SAP Data Intelligence Cloud : How to use R Kernel ...

VinayBhatt · ‎12-14-2020

You might already know that you can build complex Machine Learning scenarios as part of your Data Value Journey with SAP Data Intelligence . If not then look at the blog post by andreas.forster and ingo.peter on how to create your first ML scenario in SAP Data Intelligence using Python & R :

SAP Data Intelligence: Create your first ML Scenario

SAP Data Intelligence: Create your first ML Scenario with R

In this blog post you will learn how to start R Kernel inside Notebook in SAP Data Intelligence Cloud to perform Data exploration and Free-Style Data Science and also to test R code before using it in the R Operator available in pipeline modeler.

Although R Kernel is not yet officially available in SAP Data Intelligence Cloud notebook (as of version 2010.29.9) , this blog post will guide you to install one using "conda" on python and will also present a way to load data sets stored in DI DATA LAKE using R library - "reticulate".

Launch Notebook inside your ML SCENARIO

Launch a Notebook session inside your ML Scenario:

Select Python 3 Kernel :

Install R Kernel

Use below "Conda" command to install the R-Kernel :

Note -y option here is for the silent install. (else we get prompted to enter "y"/"yes" to begin the install)

!conda install -y -c  r r-irkernel

All required/dependent packages will be installed and the final summary is as below :

Install Required R Packages

Before you begin using the newly installed R kernel, remember that the base R install won't have all packages that you need ,for example look at below R code snippet requiring dplyr, sqldf,readxl etc

library("sqldf")

library("dplyr")

library("cluster")

library("tidyverse")

library("reshape2")

library("excel.link")

library("RODBC")

library("randomForest")

library("car")

Let's first learn how to install such R packages.

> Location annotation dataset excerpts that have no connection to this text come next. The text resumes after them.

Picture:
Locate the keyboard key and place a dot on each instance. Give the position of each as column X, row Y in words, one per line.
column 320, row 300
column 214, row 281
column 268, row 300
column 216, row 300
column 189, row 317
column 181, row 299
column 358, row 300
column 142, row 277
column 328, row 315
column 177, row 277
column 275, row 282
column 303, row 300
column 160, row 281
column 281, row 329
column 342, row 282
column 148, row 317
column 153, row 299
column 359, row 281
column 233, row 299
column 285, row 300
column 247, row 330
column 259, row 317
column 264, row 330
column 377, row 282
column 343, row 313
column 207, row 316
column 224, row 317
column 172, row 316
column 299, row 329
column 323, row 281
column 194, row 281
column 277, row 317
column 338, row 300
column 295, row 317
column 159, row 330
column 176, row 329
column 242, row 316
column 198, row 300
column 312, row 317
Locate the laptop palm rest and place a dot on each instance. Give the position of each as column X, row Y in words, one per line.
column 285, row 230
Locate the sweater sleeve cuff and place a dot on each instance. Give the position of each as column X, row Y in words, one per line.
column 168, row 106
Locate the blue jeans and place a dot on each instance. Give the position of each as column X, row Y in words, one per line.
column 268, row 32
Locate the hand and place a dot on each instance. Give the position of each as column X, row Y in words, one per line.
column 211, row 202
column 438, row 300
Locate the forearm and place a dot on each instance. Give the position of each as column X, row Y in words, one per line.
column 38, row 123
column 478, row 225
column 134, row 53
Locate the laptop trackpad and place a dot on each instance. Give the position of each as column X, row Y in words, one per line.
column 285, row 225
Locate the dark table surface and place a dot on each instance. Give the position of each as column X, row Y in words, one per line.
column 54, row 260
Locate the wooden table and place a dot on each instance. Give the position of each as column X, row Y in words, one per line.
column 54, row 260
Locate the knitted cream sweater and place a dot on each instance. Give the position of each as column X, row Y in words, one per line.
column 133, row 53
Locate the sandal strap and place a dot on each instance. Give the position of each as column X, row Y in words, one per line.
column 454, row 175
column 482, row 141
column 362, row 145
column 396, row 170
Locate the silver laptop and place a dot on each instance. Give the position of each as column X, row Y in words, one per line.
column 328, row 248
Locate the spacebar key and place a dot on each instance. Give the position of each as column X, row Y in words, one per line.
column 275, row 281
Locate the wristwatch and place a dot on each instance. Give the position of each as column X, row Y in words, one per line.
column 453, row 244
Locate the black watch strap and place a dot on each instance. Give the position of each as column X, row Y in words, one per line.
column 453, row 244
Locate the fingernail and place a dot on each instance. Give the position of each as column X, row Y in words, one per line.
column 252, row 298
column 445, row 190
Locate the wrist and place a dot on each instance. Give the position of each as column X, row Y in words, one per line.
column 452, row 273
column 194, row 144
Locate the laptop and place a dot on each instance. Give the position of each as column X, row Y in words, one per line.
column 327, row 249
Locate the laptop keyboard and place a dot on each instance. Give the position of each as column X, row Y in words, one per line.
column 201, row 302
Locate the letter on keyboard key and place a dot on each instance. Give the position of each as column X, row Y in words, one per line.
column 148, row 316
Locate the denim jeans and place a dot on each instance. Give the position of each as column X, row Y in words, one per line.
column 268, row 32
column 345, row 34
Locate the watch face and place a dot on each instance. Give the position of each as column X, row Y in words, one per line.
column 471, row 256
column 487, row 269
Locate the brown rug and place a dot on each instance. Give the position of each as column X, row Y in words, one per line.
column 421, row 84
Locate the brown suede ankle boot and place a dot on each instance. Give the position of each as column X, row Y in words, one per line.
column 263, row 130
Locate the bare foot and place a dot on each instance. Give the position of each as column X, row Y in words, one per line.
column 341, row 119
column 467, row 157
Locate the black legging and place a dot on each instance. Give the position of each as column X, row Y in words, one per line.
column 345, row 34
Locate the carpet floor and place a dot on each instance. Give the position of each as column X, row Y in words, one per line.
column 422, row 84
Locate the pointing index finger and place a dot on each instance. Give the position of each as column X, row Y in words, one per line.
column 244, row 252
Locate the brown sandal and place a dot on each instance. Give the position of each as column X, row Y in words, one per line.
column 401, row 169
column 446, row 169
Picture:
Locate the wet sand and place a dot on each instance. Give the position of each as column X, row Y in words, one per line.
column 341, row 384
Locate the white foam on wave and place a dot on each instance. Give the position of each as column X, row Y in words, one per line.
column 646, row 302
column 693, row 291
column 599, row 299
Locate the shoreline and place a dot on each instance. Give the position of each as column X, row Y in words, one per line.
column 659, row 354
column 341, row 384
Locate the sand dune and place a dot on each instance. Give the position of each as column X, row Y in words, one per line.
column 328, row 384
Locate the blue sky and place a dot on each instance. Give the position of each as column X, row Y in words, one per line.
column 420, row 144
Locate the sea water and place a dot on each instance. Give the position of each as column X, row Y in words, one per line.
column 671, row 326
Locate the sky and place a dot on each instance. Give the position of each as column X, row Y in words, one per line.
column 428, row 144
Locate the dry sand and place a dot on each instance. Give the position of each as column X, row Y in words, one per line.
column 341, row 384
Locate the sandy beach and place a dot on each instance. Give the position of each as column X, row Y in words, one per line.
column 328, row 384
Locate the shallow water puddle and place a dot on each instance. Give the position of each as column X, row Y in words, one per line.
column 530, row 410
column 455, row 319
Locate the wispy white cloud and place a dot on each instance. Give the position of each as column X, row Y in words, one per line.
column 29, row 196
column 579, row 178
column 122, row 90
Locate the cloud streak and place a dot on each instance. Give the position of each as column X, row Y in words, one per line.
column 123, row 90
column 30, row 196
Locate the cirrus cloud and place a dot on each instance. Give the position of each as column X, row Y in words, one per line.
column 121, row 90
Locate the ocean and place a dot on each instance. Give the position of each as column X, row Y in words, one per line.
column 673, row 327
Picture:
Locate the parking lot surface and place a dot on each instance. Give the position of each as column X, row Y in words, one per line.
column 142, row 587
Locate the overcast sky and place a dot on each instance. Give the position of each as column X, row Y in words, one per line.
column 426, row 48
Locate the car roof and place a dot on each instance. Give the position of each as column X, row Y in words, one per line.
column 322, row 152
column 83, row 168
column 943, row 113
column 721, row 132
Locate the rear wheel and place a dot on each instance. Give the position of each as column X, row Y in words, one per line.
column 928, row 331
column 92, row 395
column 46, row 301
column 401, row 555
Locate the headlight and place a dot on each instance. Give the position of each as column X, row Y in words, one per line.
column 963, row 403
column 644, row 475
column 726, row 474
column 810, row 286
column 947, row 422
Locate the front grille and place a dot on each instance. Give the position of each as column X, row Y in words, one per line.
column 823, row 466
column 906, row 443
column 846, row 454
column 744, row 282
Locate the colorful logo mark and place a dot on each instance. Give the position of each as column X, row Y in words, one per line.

Execute below command in the python 3 kernel notebook session (same as the one on which we installed R-kernel) to install "dplyr" and this is same as doing install.packages("dplyr") on the R kernel :

conda install r-dplyr

Follow the same for other required packages:

conda install r-reshape2

conda install r-RODBC

Launch a New Notebook with R Kernel

Select the Newly installed R-Kernel:

Or use the Launcher to create a new notebook with R kernel :

Let's follow the IRIS R Example to use the R Kernel :

Load the Data:

library(datasets)

data(iris)

summary(iris)

names(iris) <- toupper(names(iris))

library(dplyr)

A basic Filter:

setosa <- filter(iris, SPECIES == "setosa")

head(setosa)



sepalLength5 <- filter(iris, SPECIES == "setosa", SEPAL.LENGTH > 5)

tail(sepalLength5)

Loading Data from a local CSV ( CSV uploaded in the Jupyter lab session) :

SFO landings Data Reference: https://data.sfgov.org/Transportation/Air-Traffic-Landings-Statistics/fpux-q53t

Loading Data from SAP DI Data Lake

We will make use of R library "reticulate" (library(reticulate)) to access artifacts stored in DI DATA LAKE using a python script , again this is a workaround which lets us access the shared artifacts.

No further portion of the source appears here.